Conduent, a back-office contractor that processes documents and claims for healthcare providers and government agencies, has confirmed a data breach affecting 62,224,658 individuals. In a filing submitted to the US Department of Health and Human Services' Office for Civil Rights on 4 June 2026, the company disclosed a figure that ranks the incident among the three largest healthcare-linked breaches ever recorded. The SafePay ransomware group has claimed responsibility.
What Happened
Attackers first gained access to Conduent's network on 21 October 2024 and remained inside undetected until the company identified the intrusion on 13 January 2025, a dwell time of roughly three months. During that window, the SafePay ransomware group says it exfiltrated around 8.5 terabytes of data.
The reported victim count climbed steadily over time. Early estimates measured the exposure in the low tens of millions before individual states began reporting far higher figures. Texas alone was eventually informed that more than 15 million of its residents were affected. The mid-year update to 62 million consolidated those scattered regional disclosures into a single number and cemented the incident's place among the worst in the sector.
What Was Taken
Because of Conduent's role as a processor of sensitive documents, the stolen records reflect the most damaging categories of personal data. Exposed information is reported to include Social Security numbers, medical information, health insurance details, and Medicaid claims data.
This is material that cannot be reissued the way a compromised payment card can. A Social Security number, a medical history, and a Medicaid claim follow an individual for life, giving attackers durable value from a single theft. The 8.5 terabytes SafePay claims to hold represents an enormous volume of this high-sensitivity data.
Why It Matters
Vendor and processor breaches hit disproportionately hard because a single compromised contractor sits between dozens or hundreds of downstream healthcare providers and government agencies. One intrusion cascades across every organization that entrusted data to that vendor, which is how a single back-office contractor ends up accountable for 62 million exposed people.
For defenders, the incident is a reminder that third-party processors concentrate risk. The most sensitive data in a healthcare ecosystem often does not live with the provider that collected it, but with the claims and document contractors behind them, expanding the attack surface far beyond any one organization's direct control.
The Attack Technique
The intrusion is attributed to the SafePay ransomware group, which claimed both responsibility and the exfiltration of roughly 8.5 terabytes of data. The publicly shared timeline shows initial access on 21 October 2024 and detection on 13 January 2025, meaning the attackers operated inside the network for approximately three months before discovery.
That extended dwell time is the defining feature of the attack. Three months of undetected access is more than enough to map an environment, locate high-value data stores, and stage a multi-terabyte exfiltration before defenders react. Specific initial-access vectors have not been detailed in the disclosures reviewed here.
What Organizations Should Do
- Inventory and risk-rank every third-party processor that handles regulated data, treating vendor environments as an extension of your own attack surface.
- Contractually require vendors to disclose breach detection timelines and to demonstrate monitoring capable of catching multi-month dwell time.

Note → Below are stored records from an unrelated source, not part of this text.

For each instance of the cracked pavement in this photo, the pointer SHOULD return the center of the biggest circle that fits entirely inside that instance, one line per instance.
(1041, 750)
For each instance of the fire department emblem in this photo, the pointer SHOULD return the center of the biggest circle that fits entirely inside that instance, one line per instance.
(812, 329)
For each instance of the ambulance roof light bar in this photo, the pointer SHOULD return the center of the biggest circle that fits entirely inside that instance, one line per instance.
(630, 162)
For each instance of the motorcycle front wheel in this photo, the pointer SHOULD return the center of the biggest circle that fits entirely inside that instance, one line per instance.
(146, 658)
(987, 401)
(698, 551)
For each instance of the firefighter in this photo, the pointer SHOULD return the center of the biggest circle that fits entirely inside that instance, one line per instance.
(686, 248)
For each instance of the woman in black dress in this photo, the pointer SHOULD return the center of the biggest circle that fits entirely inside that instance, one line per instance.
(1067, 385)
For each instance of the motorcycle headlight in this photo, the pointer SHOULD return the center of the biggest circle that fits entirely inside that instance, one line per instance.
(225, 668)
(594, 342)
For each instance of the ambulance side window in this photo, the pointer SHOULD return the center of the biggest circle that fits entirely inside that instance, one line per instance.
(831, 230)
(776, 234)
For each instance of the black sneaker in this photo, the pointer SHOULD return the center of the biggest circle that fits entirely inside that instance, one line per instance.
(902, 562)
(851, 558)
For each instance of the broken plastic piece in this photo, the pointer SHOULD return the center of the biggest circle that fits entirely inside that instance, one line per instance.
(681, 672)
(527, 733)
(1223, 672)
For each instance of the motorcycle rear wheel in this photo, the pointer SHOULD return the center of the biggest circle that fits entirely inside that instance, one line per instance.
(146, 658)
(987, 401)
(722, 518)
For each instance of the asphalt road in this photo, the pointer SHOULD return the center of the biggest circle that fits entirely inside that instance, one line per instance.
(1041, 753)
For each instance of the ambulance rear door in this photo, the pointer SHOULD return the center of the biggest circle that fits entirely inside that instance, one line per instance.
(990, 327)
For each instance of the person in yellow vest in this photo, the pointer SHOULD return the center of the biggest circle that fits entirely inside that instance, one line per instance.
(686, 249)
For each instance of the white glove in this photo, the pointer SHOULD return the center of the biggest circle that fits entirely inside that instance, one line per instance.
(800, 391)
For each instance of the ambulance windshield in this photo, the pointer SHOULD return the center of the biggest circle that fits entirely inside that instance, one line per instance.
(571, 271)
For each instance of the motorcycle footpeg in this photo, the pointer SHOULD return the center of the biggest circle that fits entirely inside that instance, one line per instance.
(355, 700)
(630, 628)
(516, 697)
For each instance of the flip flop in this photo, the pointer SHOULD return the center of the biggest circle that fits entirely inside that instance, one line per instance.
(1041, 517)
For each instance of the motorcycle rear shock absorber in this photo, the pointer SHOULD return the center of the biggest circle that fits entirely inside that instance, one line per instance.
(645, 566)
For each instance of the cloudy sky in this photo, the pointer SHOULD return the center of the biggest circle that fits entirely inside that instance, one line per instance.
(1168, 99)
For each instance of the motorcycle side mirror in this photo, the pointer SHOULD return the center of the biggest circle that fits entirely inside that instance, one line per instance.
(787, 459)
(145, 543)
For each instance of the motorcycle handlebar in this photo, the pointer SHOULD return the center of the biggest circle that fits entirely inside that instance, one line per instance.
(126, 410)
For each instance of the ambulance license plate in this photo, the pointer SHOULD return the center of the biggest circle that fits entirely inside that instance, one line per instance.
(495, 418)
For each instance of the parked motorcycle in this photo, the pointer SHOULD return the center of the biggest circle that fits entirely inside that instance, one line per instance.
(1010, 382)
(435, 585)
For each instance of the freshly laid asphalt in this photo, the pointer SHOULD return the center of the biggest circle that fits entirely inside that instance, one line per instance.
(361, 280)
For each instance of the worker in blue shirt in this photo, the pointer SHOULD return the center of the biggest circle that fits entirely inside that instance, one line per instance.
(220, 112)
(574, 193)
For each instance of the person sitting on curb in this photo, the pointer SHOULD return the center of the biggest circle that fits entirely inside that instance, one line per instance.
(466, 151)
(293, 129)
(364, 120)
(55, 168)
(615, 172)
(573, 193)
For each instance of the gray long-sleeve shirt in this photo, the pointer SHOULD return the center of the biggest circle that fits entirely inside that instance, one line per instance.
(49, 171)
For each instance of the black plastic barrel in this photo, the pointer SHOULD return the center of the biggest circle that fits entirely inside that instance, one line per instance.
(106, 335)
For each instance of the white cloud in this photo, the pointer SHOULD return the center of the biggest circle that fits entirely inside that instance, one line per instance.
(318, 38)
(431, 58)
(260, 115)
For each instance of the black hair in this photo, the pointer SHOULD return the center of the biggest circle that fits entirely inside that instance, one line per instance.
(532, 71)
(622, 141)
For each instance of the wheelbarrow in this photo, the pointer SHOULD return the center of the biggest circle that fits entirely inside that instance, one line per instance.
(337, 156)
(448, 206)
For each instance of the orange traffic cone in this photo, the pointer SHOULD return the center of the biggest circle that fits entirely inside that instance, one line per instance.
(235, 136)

- Deploy and tune detection focused on large-volume outbound data transfers, which is the signal an 8.5 TB exfiltration would generate.
- Segment and monitor access to sensitive data stores so that a single compromised foothold cannot quietly reach Social Security numbers and medical records.
- Maintain and rehearse an incident response plan that assumes a vendor breach, including downstream notification obligations under HIPAA and state law.
- For affected individuals, enforce credit freezes and long-term monitoring, since exposed SSNs and medical data cannot be reissued.